L'ottava traccia "House Of Cards" parte quasi jazzata, ma la perversione è alle porte. La voce disegna ancora una volta trame ossessive e gli arrangiamenti si fanno sempre più psichedelici, con echi di sottofondo quasi spettrali. La contraddizione nella consuetudine. Molto più convenzionale l'intro di "Jigsaw Falling Into Place" che è quasi pop puro, con un cantato delicato e avvolgente che diventa man mano ossessivo in un formidabile crescendo e si chiude con un bellissimo arrangiamento corale.
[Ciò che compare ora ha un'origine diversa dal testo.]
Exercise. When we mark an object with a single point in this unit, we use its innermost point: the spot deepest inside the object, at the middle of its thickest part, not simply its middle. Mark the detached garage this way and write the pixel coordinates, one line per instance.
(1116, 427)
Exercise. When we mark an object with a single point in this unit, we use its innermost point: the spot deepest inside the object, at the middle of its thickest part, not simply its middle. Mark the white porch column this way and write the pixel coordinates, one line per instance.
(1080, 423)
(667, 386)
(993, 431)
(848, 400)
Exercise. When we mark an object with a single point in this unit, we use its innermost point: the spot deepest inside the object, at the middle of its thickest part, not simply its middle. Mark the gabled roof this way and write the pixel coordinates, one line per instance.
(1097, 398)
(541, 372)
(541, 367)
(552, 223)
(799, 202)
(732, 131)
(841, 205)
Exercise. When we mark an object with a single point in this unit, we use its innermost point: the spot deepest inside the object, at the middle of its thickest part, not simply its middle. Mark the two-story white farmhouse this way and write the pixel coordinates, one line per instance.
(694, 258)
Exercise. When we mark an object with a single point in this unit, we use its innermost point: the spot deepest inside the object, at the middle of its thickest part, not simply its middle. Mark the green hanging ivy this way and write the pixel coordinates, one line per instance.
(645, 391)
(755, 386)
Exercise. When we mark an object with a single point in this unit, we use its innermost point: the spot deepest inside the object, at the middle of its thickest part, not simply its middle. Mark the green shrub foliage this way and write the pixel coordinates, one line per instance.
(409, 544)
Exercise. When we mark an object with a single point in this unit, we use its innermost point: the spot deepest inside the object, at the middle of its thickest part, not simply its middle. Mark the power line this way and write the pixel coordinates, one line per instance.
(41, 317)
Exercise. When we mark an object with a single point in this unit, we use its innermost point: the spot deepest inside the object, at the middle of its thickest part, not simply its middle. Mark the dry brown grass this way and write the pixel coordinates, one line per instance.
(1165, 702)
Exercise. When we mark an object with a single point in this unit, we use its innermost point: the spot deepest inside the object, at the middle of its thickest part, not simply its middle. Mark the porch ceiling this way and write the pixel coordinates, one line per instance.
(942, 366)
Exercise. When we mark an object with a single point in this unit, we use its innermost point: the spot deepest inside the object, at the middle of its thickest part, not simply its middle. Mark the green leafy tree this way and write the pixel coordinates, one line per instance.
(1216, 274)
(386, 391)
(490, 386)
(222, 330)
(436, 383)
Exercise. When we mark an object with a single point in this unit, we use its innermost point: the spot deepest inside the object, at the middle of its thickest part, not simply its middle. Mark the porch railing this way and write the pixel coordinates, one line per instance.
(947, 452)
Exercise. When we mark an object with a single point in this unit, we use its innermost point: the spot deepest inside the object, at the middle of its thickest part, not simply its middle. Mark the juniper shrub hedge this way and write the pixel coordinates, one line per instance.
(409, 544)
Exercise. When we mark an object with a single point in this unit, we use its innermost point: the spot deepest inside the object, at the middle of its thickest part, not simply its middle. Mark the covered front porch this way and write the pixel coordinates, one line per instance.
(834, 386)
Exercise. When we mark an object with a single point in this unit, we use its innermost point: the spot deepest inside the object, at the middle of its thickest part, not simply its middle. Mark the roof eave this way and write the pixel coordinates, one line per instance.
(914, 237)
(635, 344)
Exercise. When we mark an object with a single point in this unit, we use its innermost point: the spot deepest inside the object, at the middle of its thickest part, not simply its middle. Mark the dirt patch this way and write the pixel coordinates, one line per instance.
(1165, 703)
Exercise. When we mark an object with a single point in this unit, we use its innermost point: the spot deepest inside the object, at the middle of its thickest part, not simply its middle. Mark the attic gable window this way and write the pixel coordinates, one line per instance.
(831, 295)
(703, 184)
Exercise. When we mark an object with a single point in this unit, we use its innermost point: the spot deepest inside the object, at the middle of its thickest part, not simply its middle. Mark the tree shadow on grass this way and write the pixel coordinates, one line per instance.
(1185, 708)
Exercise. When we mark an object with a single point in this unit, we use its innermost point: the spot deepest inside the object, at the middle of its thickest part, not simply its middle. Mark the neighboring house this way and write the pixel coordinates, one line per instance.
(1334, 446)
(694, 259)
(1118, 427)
Chiude l'album "Videotape" con le sue trame soffuse e avvolgenti, a metà brano quasi rapite da un synth ossessivo e un pianoforte sempre più intenso che chiude in bellezza i 42 minuti di musica di "In Rainbows".

Una nota curiosa: i brani sono tutti piuttosto brevi rispetto alla media delle ultime produzioni della band. Anche questa una "rottura negli schemi" per una band che definire epocale sarebbe quasi offensivo. I Radiohead sono mille miglia sopra tutto e sopra tutti. Hanno superato la fisicità della musica e ci hanno regalato ancora una volta delle sensazioni indefinibili. Ascoltarli fa sembrare tutto così irreale. Sono la terapia contro le brutture della nostra esistenza.